Ama kendinden başka birileri, başka insanlar da olunca bulunduğu yerde, ortamda, yapılan her eylem ister istemez tek yönlü de olmayıp, çift yönlü, hatta çok yönlü olmuş olur böylece. Bir kendisi vardır, bir de karşısındaki (mesela kitap ya da yazı ve onu yazan) ve diğerleri. Böyle çoklu bir ortamda da HERŞEY mutlak surette, çoklulaşılır, çok sebepli ve çok sonuçlu olarak kesinlikle yansır ve yaygınlaşır.

Böyle olunca da niyet de çoklulaşır haliyle... yansır ve yaygınlaşır da. Ve “niyetin” niteliği de değişkenleşir, türleşir.
Sadece kendisi için “zaten var olan iyi niyeti”, başkası için, karşısındaki ve diğerleri için de sürdürmesi zorlaşır, güçleşir.

Güçleşir şöyle: Tümüyle içgüdüsel olarak kendini güçlü hissetme gereksinimi de oluşur.
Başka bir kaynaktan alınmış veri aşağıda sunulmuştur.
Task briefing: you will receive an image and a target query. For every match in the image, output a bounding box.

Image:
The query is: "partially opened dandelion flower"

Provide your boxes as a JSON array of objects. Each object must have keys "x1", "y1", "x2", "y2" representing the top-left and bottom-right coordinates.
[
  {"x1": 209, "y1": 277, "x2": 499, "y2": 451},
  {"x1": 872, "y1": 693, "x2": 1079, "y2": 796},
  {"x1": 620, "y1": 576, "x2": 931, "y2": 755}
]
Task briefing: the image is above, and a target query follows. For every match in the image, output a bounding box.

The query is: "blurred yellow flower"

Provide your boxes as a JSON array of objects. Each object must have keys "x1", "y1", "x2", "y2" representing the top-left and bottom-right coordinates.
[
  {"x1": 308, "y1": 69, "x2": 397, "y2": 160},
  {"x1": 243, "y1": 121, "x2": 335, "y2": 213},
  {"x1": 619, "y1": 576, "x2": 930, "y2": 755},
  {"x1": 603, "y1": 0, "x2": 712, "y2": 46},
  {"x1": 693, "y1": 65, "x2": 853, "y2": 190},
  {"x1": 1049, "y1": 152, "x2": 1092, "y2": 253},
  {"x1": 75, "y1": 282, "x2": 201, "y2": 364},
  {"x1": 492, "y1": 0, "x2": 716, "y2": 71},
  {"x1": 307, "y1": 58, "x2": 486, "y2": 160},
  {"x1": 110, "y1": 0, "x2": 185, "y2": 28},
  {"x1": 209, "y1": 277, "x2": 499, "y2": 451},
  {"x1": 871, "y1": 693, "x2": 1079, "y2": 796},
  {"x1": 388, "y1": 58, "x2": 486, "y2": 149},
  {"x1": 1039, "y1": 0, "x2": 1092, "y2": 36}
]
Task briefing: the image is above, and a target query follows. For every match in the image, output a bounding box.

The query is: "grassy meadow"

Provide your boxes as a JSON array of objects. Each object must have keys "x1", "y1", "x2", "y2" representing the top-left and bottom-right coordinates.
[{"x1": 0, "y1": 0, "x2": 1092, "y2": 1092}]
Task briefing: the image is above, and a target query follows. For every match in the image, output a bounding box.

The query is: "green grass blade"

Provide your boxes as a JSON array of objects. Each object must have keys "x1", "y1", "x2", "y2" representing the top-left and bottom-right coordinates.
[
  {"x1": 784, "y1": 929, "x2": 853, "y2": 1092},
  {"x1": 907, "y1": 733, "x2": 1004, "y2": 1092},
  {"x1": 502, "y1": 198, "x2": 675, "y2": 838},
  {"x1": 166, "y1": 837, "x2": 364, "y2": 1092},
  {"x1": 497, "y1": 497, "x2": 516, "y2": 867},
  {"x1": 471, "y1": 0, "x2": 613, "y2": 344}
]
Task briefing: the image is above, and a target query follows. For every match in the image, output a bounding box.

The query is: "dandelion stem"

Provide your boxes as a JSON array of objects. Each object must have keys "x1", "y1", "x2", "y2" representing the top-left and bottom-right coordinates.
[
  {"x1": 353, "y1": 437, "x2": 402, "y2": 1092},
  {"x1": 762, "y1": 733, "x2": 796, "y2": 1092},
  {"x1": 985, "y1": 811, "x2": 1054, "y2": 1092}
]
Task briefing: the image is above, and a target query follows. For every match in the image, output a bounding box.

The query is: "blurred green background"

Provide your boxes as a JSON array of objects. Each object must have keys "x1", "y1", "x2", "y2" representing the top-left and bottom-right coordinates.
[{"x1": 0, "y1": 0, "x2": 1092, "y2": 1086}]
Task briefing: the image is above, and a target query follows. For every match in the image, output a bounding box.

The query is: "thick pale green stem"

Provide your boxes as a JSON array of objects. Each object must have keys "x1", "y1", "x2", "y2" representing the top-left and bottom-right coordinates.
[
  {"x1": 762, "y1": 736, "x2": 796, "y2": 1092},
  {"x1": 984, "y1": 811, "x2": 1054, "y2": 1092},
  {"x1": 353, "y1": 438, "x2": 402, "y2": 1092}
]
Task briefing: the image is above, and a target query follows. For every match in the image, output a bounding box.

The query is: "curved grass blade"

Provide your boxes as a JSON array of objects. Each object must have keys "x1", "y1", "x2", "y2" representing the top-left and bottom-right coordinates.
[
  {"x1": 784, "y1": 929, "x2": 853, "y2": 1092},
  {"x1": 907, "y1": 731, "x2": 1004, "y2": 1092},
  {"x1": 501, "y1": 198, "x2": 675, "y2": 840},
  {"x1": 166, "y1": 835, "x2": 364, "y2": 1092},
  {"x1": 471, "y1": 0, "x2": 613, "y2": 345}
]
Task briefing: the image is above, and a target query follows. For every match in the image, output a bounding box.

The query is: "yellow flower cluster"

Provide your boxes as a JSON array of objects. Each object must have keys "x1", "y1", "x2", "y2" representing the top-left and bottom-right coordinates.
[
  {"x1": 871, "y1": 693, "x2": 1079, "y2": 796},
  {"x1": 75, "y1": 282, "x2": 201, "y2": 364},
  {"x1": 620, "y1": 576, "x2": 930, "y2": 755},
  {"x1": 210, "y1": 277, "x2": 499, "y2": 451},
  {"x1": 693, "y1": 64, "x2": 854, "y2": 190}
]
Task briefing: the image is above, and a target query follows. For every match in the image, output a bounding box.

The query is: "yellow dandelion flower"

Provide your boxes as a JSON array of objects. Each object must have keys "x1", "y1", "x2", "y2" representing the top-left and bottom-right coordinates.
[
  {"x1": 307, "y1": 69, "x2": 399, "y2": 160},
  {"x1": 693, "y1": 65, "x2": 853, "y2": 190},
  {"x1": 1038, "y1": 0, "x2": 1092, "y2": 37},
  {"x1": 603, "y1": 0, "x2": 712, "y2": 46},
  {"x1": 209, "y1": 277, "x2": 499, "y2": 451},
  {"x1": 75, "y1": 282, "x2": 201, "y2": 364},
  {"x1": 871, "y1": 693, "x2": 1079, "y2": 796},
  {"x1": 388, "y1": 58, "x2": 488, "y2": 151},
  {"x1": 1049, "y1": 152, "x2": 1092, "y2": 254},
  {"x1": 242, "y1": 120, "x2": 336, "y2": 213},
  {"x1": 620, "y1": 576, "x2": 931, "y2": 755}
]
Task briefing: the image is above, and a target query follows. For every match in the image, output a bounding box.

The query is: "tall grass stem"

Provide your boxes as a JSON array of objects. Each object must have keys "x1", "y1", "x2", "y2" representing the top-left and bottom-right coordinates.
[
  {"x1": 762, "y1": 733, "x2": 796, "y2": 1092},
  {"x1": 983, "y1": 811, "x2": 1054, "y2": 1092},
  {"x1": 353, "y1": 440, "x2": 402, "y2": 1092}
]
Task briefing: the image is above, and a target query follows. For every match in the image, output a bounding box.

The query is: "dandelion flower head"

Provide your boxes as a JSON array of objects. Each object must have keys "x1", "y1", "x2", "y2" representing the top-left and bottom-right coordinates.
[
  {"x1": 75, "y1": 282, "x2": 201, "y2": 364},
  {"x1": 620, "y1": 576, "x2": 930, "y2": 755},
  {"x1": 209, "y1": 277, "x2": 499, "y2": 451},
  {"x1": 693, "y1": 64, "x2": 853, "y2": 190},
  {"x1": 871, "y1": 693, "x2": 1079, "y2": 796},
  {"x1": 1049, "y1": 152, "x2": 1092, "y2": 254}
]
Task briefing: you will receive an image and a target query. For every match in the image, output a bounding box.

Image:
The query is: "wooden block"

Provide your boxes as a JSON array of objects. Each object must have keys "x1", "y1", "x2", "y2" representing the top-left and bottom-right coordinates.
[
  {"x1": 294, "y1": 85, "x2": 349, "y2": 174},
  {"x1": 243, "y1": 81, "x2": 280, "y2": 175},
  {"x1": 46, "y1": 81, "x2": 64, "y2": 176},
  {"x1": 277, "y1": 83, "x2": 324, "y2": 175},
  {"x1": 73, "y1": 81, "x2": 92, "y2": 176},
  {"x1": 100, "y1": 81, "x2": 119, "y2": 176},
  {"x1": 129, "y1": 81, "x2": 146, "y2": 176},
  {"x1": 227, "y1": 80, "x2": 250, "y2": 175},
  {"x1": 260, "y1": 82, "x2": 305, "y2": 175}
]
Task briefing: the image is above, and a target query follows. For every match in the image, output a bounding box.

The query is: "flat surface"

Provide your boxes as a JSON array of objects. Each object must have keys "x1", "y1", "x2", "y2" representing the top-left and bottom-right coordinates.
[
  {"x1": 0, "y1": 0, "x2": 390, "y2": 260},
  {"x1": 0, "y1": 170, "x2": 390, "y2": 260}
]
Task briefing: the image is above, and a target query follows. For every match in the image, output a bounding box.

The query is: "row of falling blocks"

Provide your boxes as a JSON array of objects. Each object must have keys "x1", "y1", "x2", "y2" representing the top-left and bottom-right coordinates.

Buna bağlı olarak kendini güçlü gösterme ihtiyacı da. Bu da çok yerinde olarak, insanın kendini de okuması gereksinimini beraberinde getirir.

Ama insan, yine kendini güçlü hissetme ihtiyacıyla birlikte, bunu doğru okuyamayınca, bir var olma, “ben de varım” diyebilme ihtiyacıyla, başkalarına odaklandığından, kendini okumayı da beceremez olur.

Kendini doğru okumayı beceremeyen insanın da, başkalarını veya başka şeyleri okuması, hatta doğru okuması ve doğru anlaması da pek tabiidir ki beklenemez. Ve o insan da ne yazık ki başaramamış olur.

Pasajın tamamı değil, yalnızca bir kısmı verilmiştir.